Mean Squared Error (MSE): 7696.585379615255 Root Mean Squared Error (RMSE): 87.73018511102809 Mean Absolute Percentage Error (MAPE): 2.105069920226974 R2 Score: 0.9996662213566196 Previous Day Close: 17599.15 Predicted Next Day Close: 17715.394023985627
The Python script calculates several evaluation metrics to assess the performance of the ensemble model for predicting stock closing prices. Here’s an explanation of the output:
- Mean Squared Error (MSE): 7696.585379615255 MSE is the average of the squared differences between the actual and predicted closing prices. It’s a common measure for evaluating regression models’ performance. A lower value indicates better performance, with 0 being a perfect fit. In this case, the MSE is 7696.59.
- Root Mean Squared Error (RMSE): 87.73018511102809 RMSE is the square root of the MSE. It measures the average deviation of the predicted values from the actual values. The lower the RMSE, the better the model’s performance. In this case, the RMSE is 87.73, which means, on average, the predictions deviate from the actual values by 87.73 units.
- Mean Absolute Percentage Error (MAPE): 2.105069920226974 MAPE is the average of the absolute percentage errors between the actual and predicted closing prices. It’s expressed as a percentage and is useful for comparing errors across different scales. A lower MAPE indicates better performance. In this case, the MAPE is 2.11%, which means the predictions deviate from the actual values by an average of 2.11%.
- R2 Score: 0.9996662213566196 R2 score, also known as the coefficient of determination, measures how well the predicted values fit the actual data. It ranges from 0 to 1, with 1 indicating a perfect fit and 0 meaning the model doesn’t explain any variability in the data. In this case, the R2 score is 0.9997, which suggests that the ensemble model explains approximately 99.97% of the variability in the closing prices.
- Previous Day Close: 17599.15 This is the actual closing price of the stock on the last day of the dataset.

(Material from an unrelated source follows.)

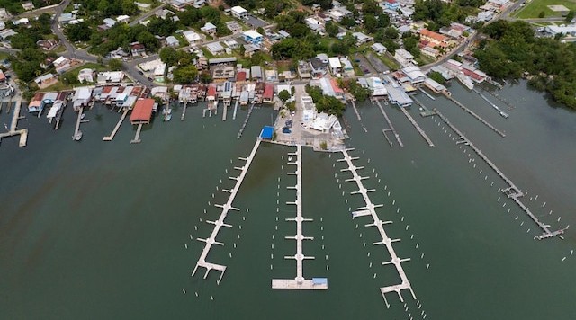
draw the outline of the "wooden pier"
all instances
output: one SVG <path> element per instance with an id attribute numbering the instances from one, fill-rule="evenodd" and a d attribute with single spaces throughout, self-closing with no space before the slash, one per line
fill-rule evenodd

- Predicted Next Day Close: 17715.394023985627 This is the predicted closing price of the stock for the next day, as estimated by the ensemble model.
The output suggests that the ensemble model performs well in predicting stock closing prices, as evidenced by the low error metrics and high R2 score. The plot of actual vs. predicted closing prices would provide a visual representation of the model’s performance over time.